William C. Mackie

Biographical details
- Born: October 1, 1870 Boston, Massachusetts, U.S.
- Died: August 1, 1931 (aged 60) Brookline, Massachusetts, U.S.

Playing career
- 1891–1894: Harvard

Coaching career (HC unless noted)
- 1895–1896: Bowdoin

Head coaching record
- Overall: 3–3–1

Accomplishments and honors

Championships
- 1 MIAA (1895)

Awards
- 1894 College Football All-American

= William C. Mackie =

American football player and coach (1870–1931)

William Charles Mackie (October 1, 1870 – August 1, 1931) was an American college football player and coach. He was an All-American guard at Harvard University and served as the head football coach at Bowdoin College. After football, Mackie practiced medicine and served as medical examiner for Norfolk County, Massachusetts.

==Early life==
Mackie was born on October 1, 1870, in Boston to William B. and Mary Ann Mackie. He attended Boston Latin School and graduated from Harvard College in 1894 and Harvard Medical School in 1898.

==Football==
Mackie played for the Harvard Crimson football team from 1891 to 1894. Before his first season with the team, Walter Camp described Mackie as "strong and active, knows what is required of him in both offence and defence, particularly the latter, and would steady up Harvard's center more than any man that could be selected". He started his sophomore year at center, but was moved to right guard before the 1892 Harvard-Yale game due to an injury to R. G. Acton.

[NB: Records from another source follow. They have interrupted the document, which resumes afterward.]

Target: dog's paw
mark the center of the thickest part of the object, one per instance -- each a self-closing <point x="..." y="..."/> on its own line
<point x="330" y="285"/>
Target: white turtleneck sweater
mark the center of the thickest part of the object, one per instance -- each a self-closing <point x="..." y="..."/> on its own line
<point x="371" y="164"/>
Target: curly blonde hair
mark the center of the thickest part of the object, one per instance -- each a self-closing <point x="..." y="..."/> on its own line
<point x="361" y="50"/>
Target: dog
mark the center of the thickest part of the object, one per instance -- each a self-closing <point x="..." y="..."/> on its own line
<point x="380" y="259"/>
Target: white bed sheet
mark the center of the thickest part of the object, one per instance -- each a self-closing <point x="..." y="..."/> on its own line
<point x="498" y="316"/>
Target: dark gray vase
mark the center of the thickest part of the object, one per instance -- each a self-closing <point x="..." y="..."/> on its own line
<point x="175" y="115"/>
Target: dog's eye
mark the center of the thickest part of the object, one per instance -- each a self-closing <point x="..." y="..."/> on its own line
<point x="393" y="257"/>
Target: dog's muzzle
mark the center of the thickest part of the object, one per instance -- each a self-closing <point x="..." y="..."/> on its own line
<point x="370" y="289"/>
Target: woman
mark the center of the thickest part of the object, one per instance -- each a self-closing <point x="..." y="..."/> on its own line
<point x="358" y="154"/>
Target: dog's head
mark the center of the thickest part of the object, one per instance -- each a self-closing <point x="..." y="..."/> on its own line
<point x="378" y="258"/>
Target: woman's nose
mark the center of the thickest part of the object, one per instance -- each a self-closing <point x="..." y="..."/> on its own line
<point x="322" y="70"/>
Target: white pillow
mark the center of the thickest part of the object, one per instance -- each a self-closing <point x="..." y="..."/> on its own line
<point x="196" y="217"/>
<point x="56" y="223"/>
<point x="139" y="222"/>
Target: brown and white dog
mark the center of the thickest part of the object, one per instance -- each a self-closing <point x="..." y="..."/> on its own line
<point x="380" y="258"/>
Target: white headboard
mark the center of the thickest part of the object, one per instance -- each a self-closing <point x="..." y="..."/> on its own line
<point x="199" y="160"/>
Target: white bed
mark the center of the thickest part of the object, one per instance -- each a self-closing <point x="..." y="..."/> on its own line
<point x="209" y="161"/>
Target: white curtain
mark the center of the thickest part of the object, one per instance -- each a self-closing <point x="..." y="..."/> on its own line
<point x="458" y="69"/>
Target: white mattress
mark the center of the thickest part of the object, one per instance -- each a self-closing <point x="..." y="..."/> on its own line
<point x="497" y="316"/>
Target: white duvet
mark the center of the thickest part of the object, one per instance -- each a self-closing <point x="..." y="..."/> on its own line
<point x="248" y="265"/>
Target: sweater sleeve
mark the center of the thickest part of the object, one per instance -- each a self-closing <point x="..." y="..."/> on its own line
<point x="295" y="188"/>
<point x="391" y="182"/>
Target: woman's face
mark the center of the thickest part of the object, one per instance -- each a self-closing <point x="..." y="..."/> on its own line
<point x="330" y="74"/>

Mackie remained at right guard in 1893, while Acton moved to left guard. Mackie was named to the 1894 College Football All-America Team by John D. Merrill of Leslie's Weekly and S. V. R. Crosby of The Boston Daily Globe.

In 1895, Mackie coached the Bowdoin College football team. In October 1896, Mackie again became Bowdoin's coach. He took over for William Hoag, who left the team after three games. Bowdoin finished the season with a 5–3–2 overall record and a 3–3–1 under Mackie.

==Medicine==
After graduating from medical school, Mackie worked as a general practitioner in Boston. In 1904 he moved to Brookline, Massachusetts, and began practicing there. In 1912 he was appointed associate medical examiner for the 8th Norfolk District. During World War I, Mackie also served as Brookline's draft board examiner and was a member of the Volunteer Medical Corps. In February 1918, Mackie was appointed medical examiner of Norfolk County by Governor Samuel W. McCall. He was reappointed in 1925.

==Personal life==
Mackie married Gerda Hooper Erickson on November 30, 1916. The couple had two daughters. He was a member of the General Church of the New Jerusalem. Mackie died on August 1, 1931, at his home in Brookline.